Underwriting professional risks can be tricky—especially if the nature of those risks is uncertain. In July 2014, two federal courts addressed this problem and offered some promising clarity.

Wisznia Company is an architectural firm that designed a performing arts center for Jefferson Parish, Louisiana. The parish sued the firm, alleging that it produced a "defective set of plans and specifications," failed to coordinate effectively with its consultants and also committed "[a]ny and all negligent acts … to be proven at trial." Wisznia tendered the suit to its general liability insurer, which declined coverage on the basis of a policy exclusion for claims arising out of "professional services."

In the ensuing coverage action, Wisznia argued that the parish asserted claims "for bothprofessional liability and ordinary negligence." In Wisznia Company v. General Star Indemnity Co., the U.S. Court of Appeals for the Fifth Circuit disagreed. Applying Louisiana law, the court acknowledged that the "eight corners rule" required it to read both the underlying petition and Wisznia’s policy in a "liberal" fashion favoring the insured. But the court found that the factual allegations in the parish’s petition established only "that it hired Wisznia to use its professional skills to design a building and coordinate its construction, and the building … did not pass muster."

Most importantly, the court found that the parish’s factual allegations did not give rise to "an ordinary claim for negligence"—such as one that Wisznia had created an unreasonably dangerous condition. Absent allegations that the defendant breached the "general duty of reasonable care," the court held, the claims implicate only"professional services."

The following day, in John M O’Quinn P.C. v. National Union Fire Ins. Co. of Pittsburgh, the U.S. District Court for the Southern District of Texas addressed this issue from the opposite perspective. The plaintiff in that case, a law firm, was insured under a lawyer’s professional liability policy, which offered coverage for claims arising out of "professional legal services." The firm sought coverage for two class actions alleging it had improperly withheld certain settlement proceeds as a deduction for "general expenses."

In awarding summary judgment to the insurers, the court cited several earlier cases to the effect that "billing and/or fee-setting practices do not constitute ‘professional services.’" In this case, however, the attorneys argued that their billing practice overlapped with their fiduciary responsibilities.

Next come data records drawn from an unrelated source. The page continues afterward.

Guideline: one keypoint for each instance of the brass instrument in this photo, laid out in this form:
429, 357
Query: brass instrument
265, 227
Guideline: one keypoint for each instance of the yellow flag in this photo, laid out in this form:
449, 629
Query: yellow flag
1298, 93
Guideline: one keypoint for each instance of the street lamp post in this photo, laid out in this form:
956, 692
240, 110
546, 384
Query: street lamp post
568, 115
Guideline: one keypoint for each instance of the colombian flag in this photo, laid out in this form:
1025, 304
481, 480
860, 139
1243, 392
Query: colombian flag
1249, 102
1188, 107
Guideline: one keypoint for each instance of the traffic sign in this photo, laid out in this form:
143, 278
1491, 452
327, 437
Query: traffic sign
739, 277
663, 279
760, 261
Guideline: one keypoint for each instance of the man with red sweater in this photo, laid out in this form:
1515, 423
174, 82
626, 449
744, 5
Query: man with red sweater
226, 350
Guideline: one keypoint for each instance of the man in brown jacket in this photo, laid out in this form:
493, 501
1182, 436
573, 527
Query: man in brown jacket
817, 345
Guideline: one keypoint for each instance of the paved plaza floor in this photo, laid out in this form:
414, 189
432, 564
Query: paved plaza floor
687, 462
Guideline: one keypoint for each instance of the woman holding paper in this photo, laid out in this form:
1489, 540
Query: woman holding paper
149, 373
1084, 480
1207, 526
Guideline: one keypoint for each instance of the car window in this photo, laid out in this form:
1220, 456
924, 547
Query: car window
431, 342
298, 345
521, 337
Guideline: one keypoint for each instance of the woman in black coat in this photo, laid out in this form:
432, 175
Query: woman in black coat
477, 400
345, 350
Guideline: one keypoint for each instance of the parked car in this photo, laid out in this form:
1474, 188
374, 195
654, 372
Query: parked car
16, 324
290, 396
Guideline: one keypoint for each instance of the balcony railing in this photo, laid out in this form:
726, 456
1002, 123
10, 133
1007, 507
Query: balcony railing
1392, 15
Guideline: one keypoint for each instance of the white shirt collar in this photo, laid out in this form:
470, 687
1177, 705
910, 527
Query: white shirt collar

In the early 1990s, the law firm represented plaintiffs in suits against breast-implant manufacturers. Because of the large number of implant cases in Texas, the local courts consolidated many of them for pretrial matters, directing that certain witnesses be deposed only once, for use in all cases. The law firm therefore had to find a way to allocate expenses common to all its clients. Rather than seek the court’s assistance, it unilaterally imposed a 1.5 percent deduction from each client’s settlement, which it referred to as "BI General Expenses."

The district court was unmoved. It held that the distinction between billing and professional services is clear-cut: "There are elements of experience and judgment in billing for legal services, but the same goes for pricing shoes." As in Wisznia, the court simply refused to blur the distinction between professional and non-professional claims.